+ 2

Question about lambdas in python

The following code produces 222. Why? def bla(): return [lambda x:i*x for i in range(3)] for b in bla(): print(b(1), end='') I thought it should produce 012, as bla() returns a list of three functions that do 0*x, 1*x and 2*x respectively. Then in the for-loop we pass 1 to them, and should get 012... But we get 222, why?

12th Apr 2017, 12:20 PM
khaozavr
khaozavr - avatar
12 Answers
+ 5
@khao It exactly does. But by writing for b in bla() you kind of iterate through them. And remember that bla() itself does not take arguments, just returns the list of anonymous functions. Each of those functions take 1 as argument, because of b(1). And since those lambdas were not told to return anything, they just assume the last generated value, each. And this is what you print.
12th Apr 2017, 2:23 PM
Kuba SiekierzyƄski
Kuba SiekierzyƄski - avatar
+ 6
Only the last item in lambda is returned. It equals 2 and is printed 3 times in a row. If you used b(5) it should print 101010
12th Apr 2017, 1:26 PM
Kuba SiekierzyƄski
Kuba SiekierzyƄski - avatar
+ 6
@merkrafter Yes, exactly. And then it is iterated through, but does not specifically return anything.

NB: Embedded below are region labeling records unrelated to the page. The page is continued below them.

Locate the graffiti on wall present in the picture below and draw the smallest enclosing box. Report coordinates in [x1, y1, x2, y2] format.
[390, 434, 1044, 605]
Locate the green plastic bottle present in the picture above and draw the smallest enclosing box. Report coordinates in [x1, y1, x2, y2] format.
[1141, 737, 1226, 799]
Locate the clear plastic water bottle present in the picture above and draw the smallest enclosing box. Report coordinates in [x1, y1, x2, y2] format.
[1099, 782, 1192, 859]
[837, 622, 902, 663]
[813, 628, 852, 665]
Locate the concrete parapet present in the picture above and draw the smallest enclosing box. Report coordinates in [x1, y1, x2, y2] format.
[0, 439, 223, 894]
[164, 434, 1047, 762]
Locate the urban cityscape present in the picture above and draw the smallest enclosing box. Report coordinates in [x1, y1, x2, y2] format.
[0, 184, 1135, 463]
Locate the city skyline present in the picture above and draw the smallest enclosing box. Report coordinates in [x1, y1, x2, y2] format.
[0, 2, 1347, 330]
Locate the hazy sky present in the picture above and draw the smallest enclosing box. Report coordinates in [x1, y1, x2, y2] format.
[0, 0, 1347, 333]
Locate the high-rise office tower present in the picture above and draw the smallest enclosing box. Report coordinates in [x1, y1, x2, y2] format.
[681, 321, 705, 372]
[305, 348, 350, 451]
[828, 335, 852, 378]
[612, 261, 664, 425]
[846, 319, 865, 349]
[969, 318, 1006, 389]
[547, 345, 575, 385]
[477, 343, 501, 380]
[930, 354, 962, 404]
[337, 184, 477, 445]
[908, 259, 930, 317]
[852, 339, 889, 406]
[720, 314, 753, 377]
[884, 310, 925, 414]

When done executing it just assumes the last value and this is the one that is printed.
12th Apr 2017, 2:37 PM
Kuba SiekierzyƄski
Kuba SiekierzyƄski - avatar
+ 4
I think its because x is string,so it will concat it 3 times
12th Apr 2017, 12:26 PM
Meharban Singh
Meharban Singh - avatar
+ 4
@khao, What would you like it to return? bla() itself does not take any argument, but is of a function class. If you call one of its instances (for b in bla()) AND you provide an argument (1), it goes to that function and carries out its iteration. When it's done, it returns the last value it reached, becuase you told it to return a value, not the function itself.
12th Apr 2017, 1:51 PM
Kuba SiekierzyƄski
Kuba SiekierzyƄski - avatar
+ 2
@Kuba, I thought my bla() would contain three different lambda functions, and when I pass an argument in a for loop, it would loop through these three funcs and produce respective outputs... Your explanation makes sense, but then I don't understand why each one instance of bla() doesn't produce a list of three lambdas, but an integer?
12th Apr 2017, 2:11 PM
khaozavr
khaozavr - avatar
+ 2
@Kuba ok, now I get it. The crucial missing bit for me was that the lambdas would assume the last value because not explicitly returning anything. Thanks a lot!
12th Apr 2017, 2:26 PM
khaozavr
khaozavr - avatar
+ 1
how is x string? isn't x = 1 here?
12th Apr 2017, 12:32 PM
khaozavr
khaozavr - avatar
+ 1
I don't know the answer (yet), but if you vary that n in range(n) (in your case it's n=3) you'll get str(n-1)*n as your output. So for n=4 the output is 3333 AND: print (type(b(1))) proofes that you get integers
12th Apr 2017, 12:48 PM
merkrafter
+ 1
@merkrafter yeah, it looks as if the n lambda funcs in the list returned by bla() are all the same, namely taking the last i in range, which is n-1. The question is why...
12th Apr 2017, 12:53 PM
khaozavr
khaozavr - avatar
+ 1
@Kuba but why is only the last lambda returned?
12th Apr 2017, 1:41 PM
khaozavr
khaozavr - avatar
+ 1
So bla() does NOT return [lambda x: 0*x, lambda x: 1*x, lambda x: 2*x] but [lambda x: i*x for... and that three times, right?